LocalizedString is assignable to string (backward-compatible), but string cannot be assigned to LocalizedString without an explicit cast. This means existing code that accepts string continues to work, while new code can opt into strict type checking.

If the branded type is too strict for your codebase, you can disable it via module augmentation (see TypeScript Integration for full details):

src/fluenti.d.ts
declare module '@fluenti/core' {
interface FluentiTypeConfig {
localizedString: string // disables branded type
}
}

When you run fluenti compile, a messages.d.ts file is generated alongside your compiled catalogs. This file narrows FluentiTypeConfig['messageIds'] and FluentiTypeConfig['messageValues'] to the actual message IDs and value shapes in your project, enabling IDE autocompletion for message keys.

Integrate Fluenti compilation into custom build pipelines with lifecycle hooks:

export default {
sourceLocale: 'en',
locales: ['en', 'ja', 'zh-CN'],
// ...
onBeforeCompile: () => {
console.log('Starting i18n compilation...')
// Return false to skip compilation
},
onAfterCompile: async () => {
console.log('i18n compilation complete!')
// Post-compile tasks: notifications, uploads, etc.
},
}
HookSignatureDescription
onBeforeCompile() => boolean | void | Promise<boolean | void>Called before auto-compile. Return false to skip.
onAfterCompile() => void | Promise<void>Called after auto-compile completes successfully.
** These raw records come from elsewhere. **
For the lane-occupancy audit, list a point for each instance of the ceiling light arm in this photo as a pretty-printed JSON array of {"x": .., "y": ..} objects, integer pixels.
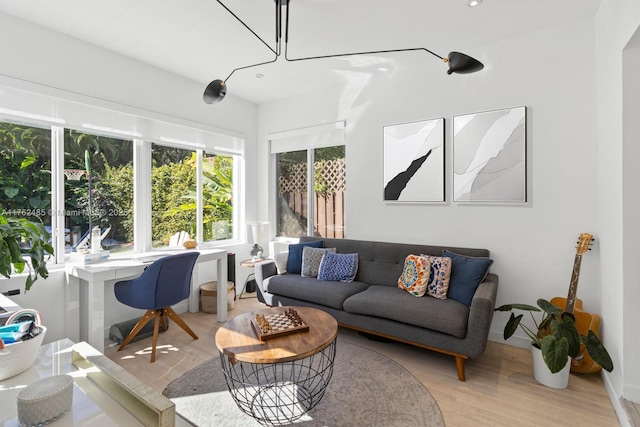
[
  {"x": 286, "y": 44},
  {"x": 458, "y": 62},
  {"x": 252, "y": 32},
  {"x": 362, "y": 53},
  {"x": 251, "y": 66}
]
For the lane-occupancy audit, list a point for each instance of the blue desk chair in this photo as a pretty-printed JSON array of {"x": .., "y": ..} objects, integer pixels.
[{"x": 162, "y": 284}]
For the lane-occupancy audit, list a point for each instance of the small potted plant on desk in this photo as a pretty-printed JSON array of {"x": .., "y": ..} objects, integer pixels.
[
  {"x": 24, "y": 243},
  {"x": 556, "y": 338}
]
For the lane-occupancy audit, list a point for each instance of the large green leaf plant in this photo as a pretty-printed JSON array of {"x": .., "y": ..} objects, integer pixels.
[
  {"x": 24, "y": 244},
  {"x": 556, "y": 335}
]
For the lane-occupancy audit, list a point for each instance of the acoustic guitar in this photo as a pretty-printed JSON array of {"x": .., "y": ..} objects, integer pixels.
[{"x": 583, "y": 363}]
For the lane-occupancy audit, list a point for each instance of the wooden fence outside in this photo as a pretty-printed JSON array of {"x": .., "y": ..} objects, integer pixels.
[{"x": 329, "y": 200}]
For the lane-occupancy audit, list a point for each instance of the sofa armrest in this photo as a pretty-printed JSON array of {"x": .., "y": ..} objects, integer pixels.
[
  {"x": 262, "y": 271},
  {"x": 481, "y": 315}
]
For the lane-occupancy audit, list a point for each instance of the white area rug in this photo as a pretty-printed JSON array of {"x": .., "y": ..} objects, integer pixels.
[{"x": 367, "y": 389}]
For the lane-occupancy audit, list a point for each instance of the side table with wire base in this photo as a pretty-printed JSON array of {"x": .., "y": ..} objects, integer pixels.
[{"x": 278, "y": 380}]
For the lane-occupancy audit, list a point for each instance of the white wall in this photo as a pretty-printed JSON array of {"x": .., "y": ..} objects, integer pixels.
[
  {"x": 533, "y": 244},
  {"x": 82, "y": 72},
  {"x": 618, "y": 204}
]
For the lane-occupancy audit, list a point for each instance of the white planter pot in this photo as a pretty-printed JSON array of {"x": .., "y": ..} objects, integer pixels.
[{"x": 543, "y": 375}]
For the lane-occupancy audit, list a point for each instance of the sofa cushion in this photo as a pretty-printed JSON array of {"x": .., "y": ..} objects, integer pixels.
[
  {"x": 330, "y": 294},
  {"x": 281, "y": 262},
  {"x": 311, "y": 258},
  {"x": 466, "y": 275},
  {"x": 294, "y": 260},
  {"x": 415, "y": 275},
  {"x": 439, "y": 276},
  {"x": 447, "y": 316},
  {"x": 338, "y": 267}
]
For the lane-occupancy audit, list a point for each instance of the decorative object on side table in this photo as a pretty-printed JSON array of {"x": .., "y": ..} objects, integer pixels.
[
  {"x": 259, "y": 234},
  {"x": 275, "y": 325}
]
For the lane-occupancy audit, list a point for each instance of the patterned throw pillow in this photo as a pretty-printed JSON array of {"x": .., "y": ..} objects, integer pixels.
[
  {"x": 415, "y": 275},
  {"x": 338, "y": 267},
  {"x": 439, "y": 276},
  {"x": 311, "y": 258}
]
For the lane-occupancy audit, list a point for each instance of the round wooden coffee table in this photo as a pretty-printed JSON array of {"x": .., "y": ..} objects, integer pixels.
[{"x": 278, "y": 379}]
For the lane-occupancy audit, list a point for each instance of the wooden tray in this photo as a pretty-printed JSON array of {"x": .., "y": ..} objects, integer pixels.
[{"x": 280, "y": 325}]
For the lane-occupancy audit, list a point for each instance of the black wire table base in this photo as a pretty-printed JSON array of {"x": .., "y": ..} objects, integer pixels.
[{"x": 279, "y": 393}]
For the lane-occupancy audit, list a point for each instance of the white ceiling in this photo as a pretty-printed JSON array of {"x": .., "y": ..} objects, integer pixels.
[{"x": 201, "y": 41}]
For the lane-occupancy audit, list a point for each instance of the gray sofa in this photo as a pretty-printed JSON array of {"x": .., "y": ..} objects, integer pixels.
[{"x": 374, "y": 304}]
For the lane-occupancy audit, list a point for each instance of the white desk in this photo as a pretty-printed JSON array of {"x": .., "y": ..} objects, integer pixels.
[
  {"x": 102, "y": 390},
  {"x": 91, "y": 278}
]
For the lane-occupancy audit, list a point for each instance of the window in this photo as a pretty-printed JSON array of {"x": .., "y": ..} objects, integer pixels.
[
  {"x": 44, "y": 176},
  {"x": 217, "y": 196},
  {"x": 311, "y": 182},
  {"x": 109, "y": 179},
  {"x": 174, "y": 195}
]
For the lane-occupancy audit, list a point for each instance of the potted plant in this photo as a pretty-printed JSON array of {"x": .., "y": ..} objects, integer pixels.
[
  {"x": 556, "y": 336},
  {"x": 24, "y": 243}
]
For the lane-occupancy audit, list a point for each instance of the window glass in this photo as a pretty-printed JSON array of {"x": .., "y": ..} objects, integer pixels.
[
  {"x": 173, "y": 195},
  {"x": 25, "y": 175},
  {"x": 327, "y": 217},
  {"x": 98, "y": 188},
  {"x": 329, "y": 185},
  {"x": 217, "y": 196},
  {"x": 292, "y": 193}
]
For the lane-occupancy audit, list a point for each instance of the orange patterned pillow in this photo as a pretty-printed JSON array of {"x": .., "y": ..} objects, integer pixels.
[{"x": 415, "y": 275}]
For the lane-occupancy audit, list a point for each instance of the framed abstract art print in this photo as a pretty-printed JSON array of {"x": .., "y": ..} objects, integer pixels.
[{"x": 489, "y": 156}]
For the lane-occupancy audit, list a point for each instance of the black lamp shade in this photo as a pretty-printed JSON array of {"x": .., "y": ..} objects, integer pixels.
[
  {"x": 463, "y": 64},
  {"x": 215, "y": 92}
]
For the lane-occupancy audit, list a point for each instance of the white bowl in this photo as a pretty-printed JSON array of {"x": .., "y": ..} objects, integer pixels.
[{"x": 17, "y": 357}]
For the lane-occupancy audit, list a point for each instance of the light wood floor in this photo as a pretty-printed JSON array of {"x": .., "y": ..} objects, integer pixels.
[{"x": 499, "y": 391}]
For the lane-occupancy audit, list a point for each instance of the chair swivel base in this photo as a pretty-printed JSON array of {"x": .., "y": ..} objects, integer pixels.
[{"x": 159, "y": 315}]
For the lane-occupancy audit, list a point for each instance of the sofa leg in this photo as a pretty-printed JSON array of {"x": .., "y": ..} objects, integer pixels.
[{"x": 460, "y": 367}]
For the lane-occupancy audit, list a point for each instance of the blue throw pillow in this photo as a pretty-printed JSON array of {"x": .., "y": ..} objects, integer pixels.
[
  {"x": 294, "y": 261},
  {"x": 466, "y": 275},
  {"x": 338, "y": 267}
]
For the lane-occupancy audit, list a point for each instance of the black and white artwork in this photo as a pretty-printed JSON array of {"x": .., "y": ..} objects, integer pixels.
[
  {"x": 414, "y": 161},
  {"x": 489, "y": 156}
]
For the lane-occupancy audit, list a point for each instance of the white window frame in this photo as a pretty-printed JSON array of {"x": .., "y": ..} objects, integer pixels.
[
  {"x": 309, "y": 138},
  {"x": 37, "y": 105}
]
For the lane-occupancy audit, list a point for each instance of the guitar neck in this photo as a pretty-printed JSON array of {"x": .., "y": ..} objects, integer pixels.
[{"x": 573, "y": 286}]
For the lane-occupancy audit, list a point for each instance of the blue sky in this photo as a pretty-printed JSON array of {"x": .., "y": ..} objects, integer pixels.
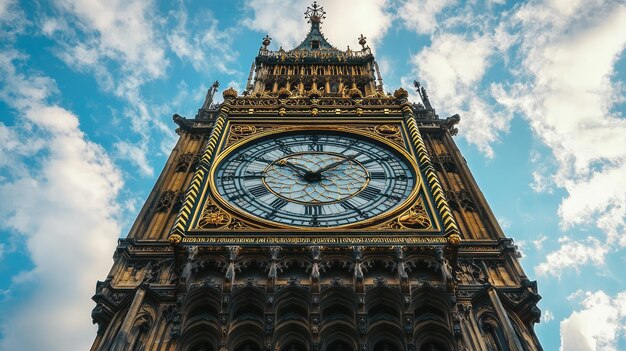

These hooks run during dev-mode auto-compile and build-time auto-compile. They do not run when you invoke fluenti compile from the CLI directly.

For complex routing, SEO, or RTL support, use LocaleObject instead of plain locale strings:

export default {
sourceLocale: 'en',
locales: [
{ code: 'en', name: 'English', iso: 'en-US', dir: 'ltr' },
{ code: 'ar', name: 'العربية', iso: 'ar-SA', dir: 'rtl' },
{ code: 'ja', name: '日本語', iso: 'ja-JP', dir: 'ltr' },
{ code: 'de', name: 'Deutsch', iso: 'de-DE', dir: 'ltr', domain: 'de.example.com' },
],
// ...
}

LocaleObject fields:

FieldTypeDescription
codestringLocale code (required) — e.g. 'en', 'ja', 'zh-CN'
namestring?Human-readable display name
isostring?BCP 47 language tag for SEO hreflang
dir'ltr' | 'rtl'Text direction
domainstring?Domain for domain-based routing

Plain locale strings and LocaleObject values can be mixed in the locales array. Fluenti resolves locale codes automatically via resolveLocaleCodes().